Voz en off: Carmelilla sabe lo que es bueno. Porque, desde pequeña, ha visto cómo su abuelo cultivaba en su bancal las mejores frutas y hortalizas de España.

Un andaluz de aspecto moruno, pelo rizado, profundisimos ojos negros, boca sensual, mentón partido como Kirk Douglas, echa un chorrete de aceite de oliva en un plato de loza blanca. Luego, lentamente, coge un trozo de pan, lo moja en el aceite, se lo lleva a la boca y pone la misma expresión de éxtasis que si el Betis hubiera ganado la Champions League.

Voz en off: Antonio sabe lo que es bueno. Porque, desde pequeño, ha visto cómo sus abuelos prensaban el mejor aceite de oliva virgen procedente de las aceitunas más exquisitas de los olivares de Jaén.

Carmelilla y Antonio se encuentran en la calle y él le dice:

-Adonde vah tú tan salerosa, mi arma?

Y contesta Carmelilla:

-¡Digo! Voy a los supermercaoh Compredelogüeno, a comprá lo mehó de nuehtra tierra, shiquillo.

Eslogan: “Supermercados Compredelobueno: compra regional, compra lo de tu tierra. Desde siempre”.

Cambien mis lectores las feraces llanuras andaluzas por los Alpes, la mocica con la bata de percal que subraya sus curvas por una rubicunda serrana con dindrl, y los supermercados ficticios Copredelogüeno por una conocida cadena austriaca y tendrán la última campaña que enseña a los austriacos a comprar productos de su tierra.

Un nuevo nacionalismo económico

Si uno quiere conocer a una sociedad, la publicidad es uno de los instrumentos más fiables. Porque los anuncios tienen la misión de ganarse a quien los mira y eso solo se hace ofreciéndole valores que el espectador comparta o mundos a los que quiera aspirar.

Está claro que nuestra cadena de supermercados ha encontrado que el nicho de mercado de los “nacionalistas alimentarios” (algunos ni siquiera saben que lo son) merece la atención suficiente como para dedicarle un espacio dentro de las tiendas y para publicitar la iniciativa.

Y, claro, para después subir el margen sobre esos productos, como en esta escena de Mad Men.

¡Ah, el mundo de la mercadotecnia!

Desde que vivo en Austria, esta forma de proteccionismo económico no ha hecho más que crecer. Basta poner un poco la antena cuando dos austriacos están hablando de comida (y lo hacen todo el tiempo) para darse cuenta de que el consumidor clase media, media-alta y con un nivel educativo alto (y, por ende en Austria, un alto nivel adquisitivo) está dispuesto a pagar un poco más por productos que él considera de más valor.
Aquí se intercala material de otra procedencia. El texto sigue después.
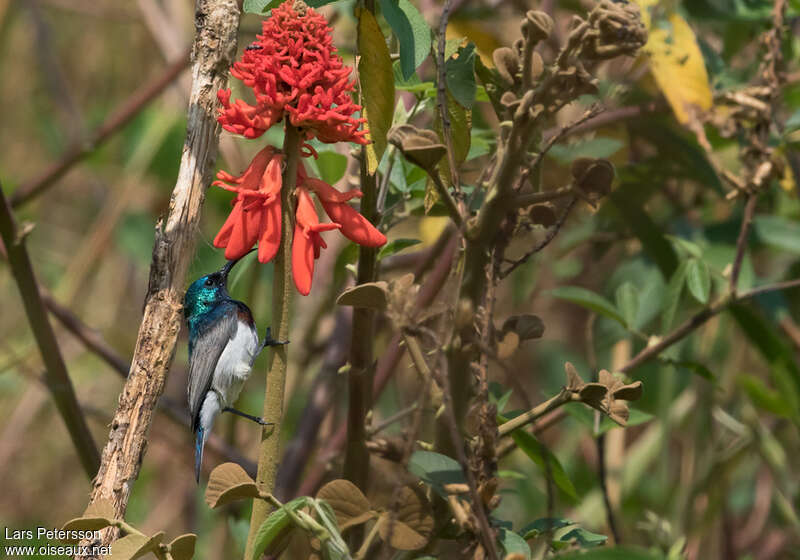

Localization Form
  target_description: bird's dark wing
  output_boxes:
[188,302,238,430]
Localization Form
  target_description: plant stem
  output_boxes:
[0,180,100,479]
[245,120,302,559]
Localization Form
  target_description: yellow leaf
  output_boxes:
[358,10,394,175]
[637,8,712,124]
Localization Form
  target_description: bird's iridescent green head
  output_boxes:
[183,252,253,318]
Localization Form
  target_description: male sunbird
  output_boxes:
[183,253,288,483]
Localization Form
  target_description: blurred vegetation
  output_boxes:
[0,0,800,559]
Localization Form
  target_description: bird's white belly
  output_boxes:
[211,322,258,408]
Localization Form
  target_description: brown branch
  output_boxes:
[10,51,189,208]
[245,121,303,558]
[78,0,239,556]
[0,185,100,479]
[617,279,800,373]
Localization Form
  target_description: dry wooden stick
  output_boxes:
[76,0,239,558]
[0,180,100,478]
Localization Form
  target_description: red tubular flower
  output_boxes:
[213,1,386,295]
[217,0,368,144]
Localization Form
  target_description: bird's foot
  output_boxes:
[222,406,273,426]
[261,327,289,348]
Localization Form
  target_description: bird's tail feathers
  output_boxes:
[194,426,206,484]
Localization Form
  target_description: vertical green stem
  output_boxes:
[245,122,302,560]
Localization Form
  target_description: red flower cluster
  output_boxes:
[213,146,386,295]
[217,0,368,144]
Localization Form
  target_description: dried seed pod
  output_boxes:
[388,124,447,173]
[492,47,519,87]
[528,202,558,227]
[522,10,553,43]
[572,158,614,198]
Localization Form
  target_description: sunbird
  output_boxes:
[183,253,288,483]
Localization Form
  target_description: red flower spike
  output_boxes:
[217,0,368,144]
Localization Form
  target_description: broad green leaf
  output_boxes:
[753,216,800,253]
[251,496,308,560]
[511,430,578,501]
[444,43,477,109]
[378,237,422,260]
[616,282,639,327]
[380,0,431,80]
[550,286,627,327]
[497,527,531,560]
[358,10,394,174]
[661,261,687,332]
[408,451,466,496]
[317,152,347,185]
[736,375,792,418]
[558,546,666,560]
[686,258,711,304]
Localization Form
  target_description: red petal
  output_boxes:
[292,224,314,296]
[258,198,281,263]
[322,200,386,247]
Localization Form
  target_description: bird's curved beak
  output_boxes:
[219,247,257,280]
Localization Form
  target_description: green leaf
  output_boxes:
[736,375,792,418]
[358,10,394,174]
[317,152,347,185]
[408,451,466,496]
[497,527,531,560]
[511,430,578,501]
[550,286,627,327]
[444,43,477,109]
[686,258,711,304]
[252,496,308,560]
[661,261,687,332]
[753,216,800,253]
[378,237,422,260]
[558,546,666,560]
[616,282,639,327]
[558,527,608,548]
[380,0,431,80]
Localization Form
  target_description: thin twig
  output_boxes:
[436,0,461,192]
[245,121,303,558]
[403,332,498,560]
[499,196,578,279]
[730,193,758,294]
[618,279,800,373]
[10,51,189,208]
[0,185,100,479]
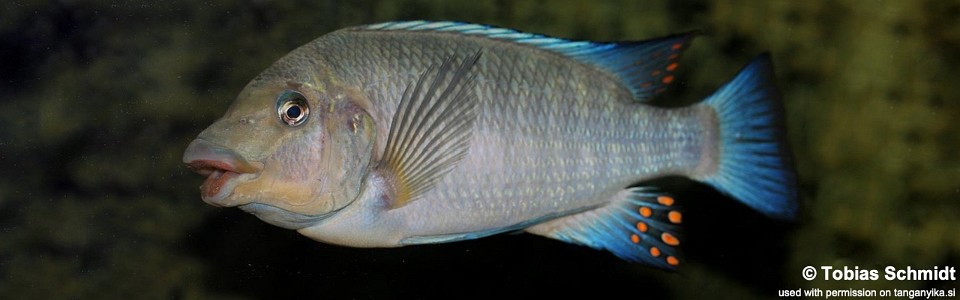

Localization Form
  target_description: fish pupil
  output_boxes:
[287,105,302,119]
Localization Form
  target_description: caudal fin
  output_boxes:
[701,54,797,219]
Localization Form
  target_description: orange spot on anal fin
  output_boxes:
[667,255,680,266]
[657,196,673,206]
[660,232,680,246]
[639,206,653,218]
[667,210,683,224]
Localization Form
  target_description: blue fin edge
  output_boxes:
[361,21,697,102]
[703,53,798,219]
[547,187,682,270]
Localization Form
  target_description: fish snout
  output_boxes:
[183,139,262,206]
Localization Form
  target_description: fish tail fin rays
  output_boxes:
[572,31,699,102]
[527,187,683,270]
[697,53,798,219]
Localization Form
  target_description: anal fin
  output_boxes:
[528,187,683,270]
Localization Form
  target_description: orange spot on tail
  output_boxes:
[663,75,673,84]
[637,222,647,232]
[667,256,680,266]
[640,206,653,218]
[657,196,673,206]
[667,63,678,72]
[667,210,683,224]
[660,232,680,246]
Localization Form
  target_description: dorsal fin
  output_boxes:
[362,21,696,102]
[378,51,481,208]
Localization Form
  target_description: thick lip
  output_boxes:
[183,139,262,206]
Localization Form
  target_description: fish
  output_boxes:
[183,21,798,270]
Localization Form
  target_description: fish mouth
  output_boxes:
[183,139,262,206]
[239,202,336,230]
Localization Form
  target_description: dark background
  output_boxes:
[0,0,960,299]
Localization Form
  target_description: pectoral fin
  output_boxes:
[378,51,481,208]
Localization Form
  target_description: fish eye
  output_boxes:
[277,90,310,126]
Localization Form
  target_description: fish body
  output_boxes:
[184,21,796,268]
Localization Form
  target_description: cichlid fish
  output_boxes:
[183,21,797,269]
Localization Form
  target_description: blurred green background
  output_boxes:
[0,0,960,299]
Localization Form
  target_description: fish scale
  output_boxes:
[184,21,797,269]
[318,31,702,236]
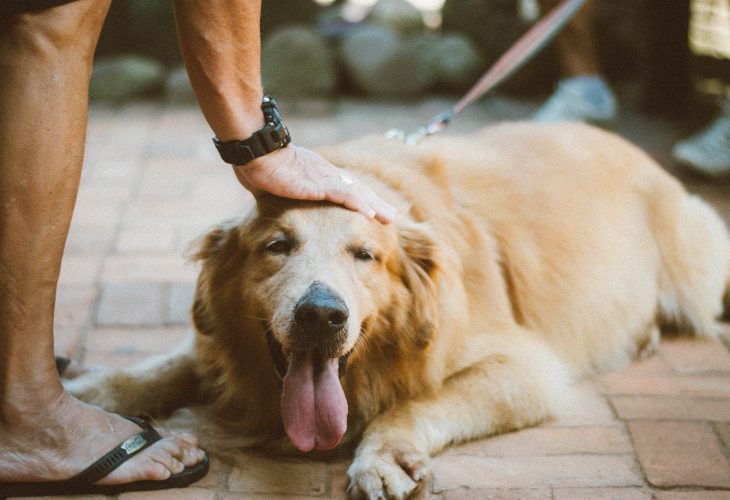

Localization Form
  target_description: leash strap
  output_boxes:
[398,0,586,144]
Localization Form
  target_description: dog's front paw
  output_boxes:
[347,445,431,500]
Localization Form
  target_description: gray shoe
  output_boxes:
[532,76,617,126]
[672,99,730,177]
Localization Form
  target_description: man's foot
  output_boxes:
[532,76,617,126]
[672,99,730,177]
[0,393,205,485]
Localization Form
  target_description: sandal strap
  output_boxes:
[67,416,162,486]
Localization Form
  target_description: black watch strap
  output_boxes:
[213,96,291,165]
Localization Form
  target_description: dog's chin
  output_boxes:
[265,328,352,380]
[266,324,356,452]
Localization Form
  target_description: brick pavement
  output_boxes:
[39,95,730,500]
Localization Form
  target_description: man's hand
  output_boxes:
[233,144,395,223]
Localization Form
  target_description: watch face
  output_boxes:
[213,96,291,165]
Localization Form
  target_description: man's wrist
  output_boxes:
[213,96,291,165]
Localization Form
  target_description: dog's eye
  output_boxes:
[265,238,292,255]
[353,248,375,260]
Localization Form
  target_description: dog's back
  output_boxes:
[324,123,730,373]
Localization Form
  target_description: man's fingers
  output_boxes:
[325,178,395,224]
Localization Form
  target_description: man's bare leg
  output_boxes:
[0,0,202,484]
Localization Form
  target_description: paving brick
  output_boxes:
[53,286,95,356]
[11,495,109,500]
[101,255,198,283]
[58,255,101,286]
[87,327,190,355]
[715,422,730,452]
[220,493,324,500]
[442,488,553,500]
[96,283,165,327]
[64,224,114,255]
[119,486,216,500]
[629,421,730,488]
[116,224,177,254]
[73,195,123,228]
[600,373,730,398]
[165,283,195,324]
[654,491,730,500]
[433,455,644,493]
[611,396,730,422]
[544,380,621,427]
[228,455,328,496]
[444,426,633,457]
[553,488,652,500]
[661,338,730,375]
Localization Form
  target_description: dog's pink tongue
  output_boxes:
[281,353,347,451]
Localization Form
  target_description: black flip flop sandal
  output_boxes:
[0,417,209,498]
[56,356,71,376]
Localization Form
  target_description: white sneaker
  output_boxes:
[532,76,617,126]
[672,99,730,177]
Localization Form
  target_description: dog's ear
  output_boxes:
[186,221,244,335]
[185,220,239,261]
[399,223,438,348]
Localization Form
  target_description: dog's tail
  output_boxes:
[654,184,730,336]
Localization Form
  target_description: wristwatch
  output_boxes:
[213,96,291,165]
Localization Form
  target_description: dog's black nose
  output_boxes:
[294,281,349,335]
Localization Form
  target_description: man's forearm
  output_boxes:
[175,0,263,141]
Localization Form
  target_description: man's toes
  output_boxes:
[158,436,205,467]
[98,450,173,484]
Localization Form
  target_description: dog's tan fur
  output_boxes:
[69,124,730,498]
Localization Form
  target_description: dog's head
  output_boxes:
[193,197,436,451]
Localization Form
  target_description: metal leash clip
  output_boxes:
[385,110,453,145]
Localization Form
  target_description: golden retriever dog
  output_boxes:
[68,123,730,498]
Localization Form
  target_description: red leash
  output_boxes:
[386,0,586,144]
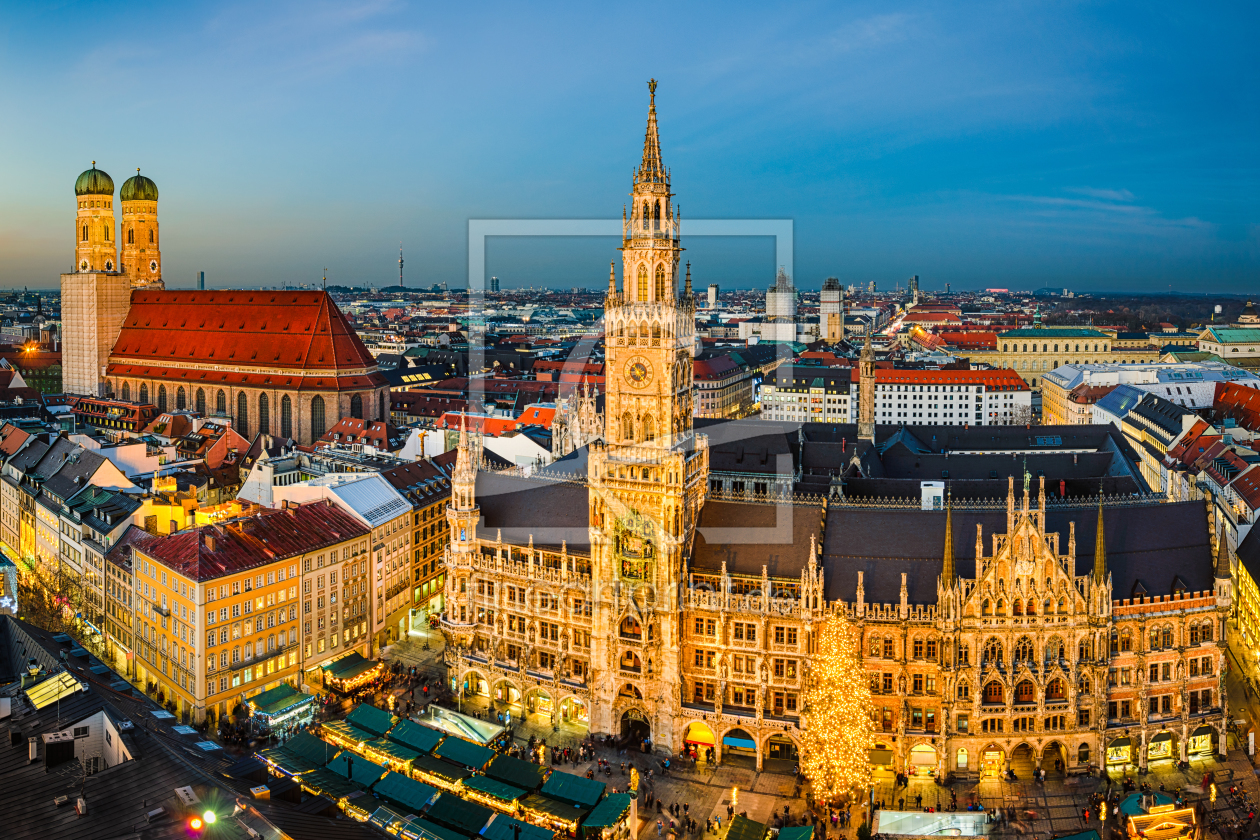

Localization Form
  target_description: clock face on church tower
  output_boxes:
[626,356,651,388]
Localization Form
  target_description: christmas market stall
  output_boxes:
[425,793,494,837]
[460,775,528,814]
[582,793,635,840]
[258,732,339,776]
[321,651,386,694]
[246,683,315,733]
[481,814,556,840]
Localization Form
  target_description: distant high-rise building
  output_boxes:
[766,266,796,324]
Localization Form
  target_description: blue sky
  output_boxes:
[0,0,1260,293]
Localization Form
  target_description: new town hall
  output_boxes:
[441,83,1231,776]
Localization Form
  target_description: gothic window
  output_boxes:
[236,390,249,438]
[983,639,1002,667]
[311,394,328,441]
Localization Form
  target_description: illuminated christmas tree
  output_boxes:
[800,611,872,801]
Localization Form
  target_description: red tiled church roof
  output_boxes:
[108,290,384,388]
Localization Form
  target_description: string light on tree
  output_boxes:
[800,610,872,801]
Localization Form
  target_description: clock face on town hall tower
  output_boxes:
[626,356,651,388]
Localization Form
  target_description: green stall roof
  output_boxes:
[485,756,547,791]
[582,793,635,840]
[433,735,494,769]
[320,720,377,743]
[389,720,446,753]
[726,814,770,840]
[328,752,386,787]
[411,753,473,782]
[464,776,529,802]
[539,771,607,810]
[427,793,494,837]
[249,683,315,715]
[398,819,469,840]
[372,773,437,814]
[481,814,556,840]
[779,825,814,840]
[345,703,398,735]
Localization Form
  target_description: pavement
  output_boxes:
[375,628,1260,840]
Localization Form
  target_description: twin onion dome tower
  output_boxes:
[74,160,165,288]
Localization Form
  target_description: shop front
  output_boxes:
[1147,729,1173,762]
[1106,735,1133,767]
[1188,724,1216,757]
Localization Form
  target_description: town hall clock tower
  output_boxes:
[588,79,708,749]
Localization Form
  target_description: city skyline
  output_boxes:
[0,3,1260,295]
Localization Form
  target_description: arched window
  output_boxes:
[236,390,249,438]
[311,394,328,441]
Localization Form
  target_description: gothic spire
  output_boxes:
[635,79,665,183]
[1094,487,1106,583]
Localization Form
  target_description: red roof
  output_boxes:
[136,500,370,581]
[874,368,1029,390]
[107,290,384,388]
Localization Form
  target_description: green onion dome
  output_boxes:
[74,160,113,195]
[118,169,158,201]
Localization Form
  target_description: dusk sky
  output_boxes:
[0,0,1260,293]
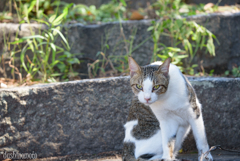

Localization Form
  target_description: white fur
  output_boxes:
[124,62,212,161]
[138,78,158,105]
[124,120,162,159]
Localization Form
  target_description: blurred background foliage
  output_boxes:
[0,0,239,87]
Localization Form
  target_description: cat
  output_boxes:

En este caso, dos tipos de productos: alimentos biológicos (para los que, incluso, hay una marca propia –Ja,natürlich-) y productos elaborados en Austria.

Consume productos austriacos
En el cartel pone: compra local, protege los puestos de trabajo nacionales (A.V.D.)

Cuando, por ejemplo, el consumidor compra tomates biológicos y/o elaborados en Austria, se siente íntimamente recompensado. Gracias a la publicidad y a la corriente de valores basados en la ecología que recorre la sociedad austriaca (y alemana), se emociona al pensar en el CO2 que le ha evitado al medio ambiente rechazando consumir tomates producidos en (un poner) la lejana Almería, por no hablar de que las verduras sin pesticidas cultivadas en los campos austriacos por abuelos vestidos con Lederhosen saben muchísimo mejor.

En realidad, sin saberlo, generalmente está favoreciendo los intereses de una gran multinacional alimentaria que no compra los tomates en Almería, pero los compra en Marruecos o en Israel, dependiendo de cómo su central de compras consiga apretarle a los productores de hortalizas de otros países del Mediterráneo.

En el caso de los productos biológicos de la marca Ja, Natürlich, por ejemplo, la empresa que gana una pasta con nuestra buena conciencia es la transnacional Rewe. Rewe, por cierto, ha sido sancionada hace unas semanas por haberse probado que había alcanzado acuerdos (es un decir) con sus proveedores para manipular los precios y cepillarse así a la competencia.

Naturalmente, es un episodio más de la feroz guerra por el control de la producción de alimentos, pero no el único como los españoles aprendimos dolorosamente.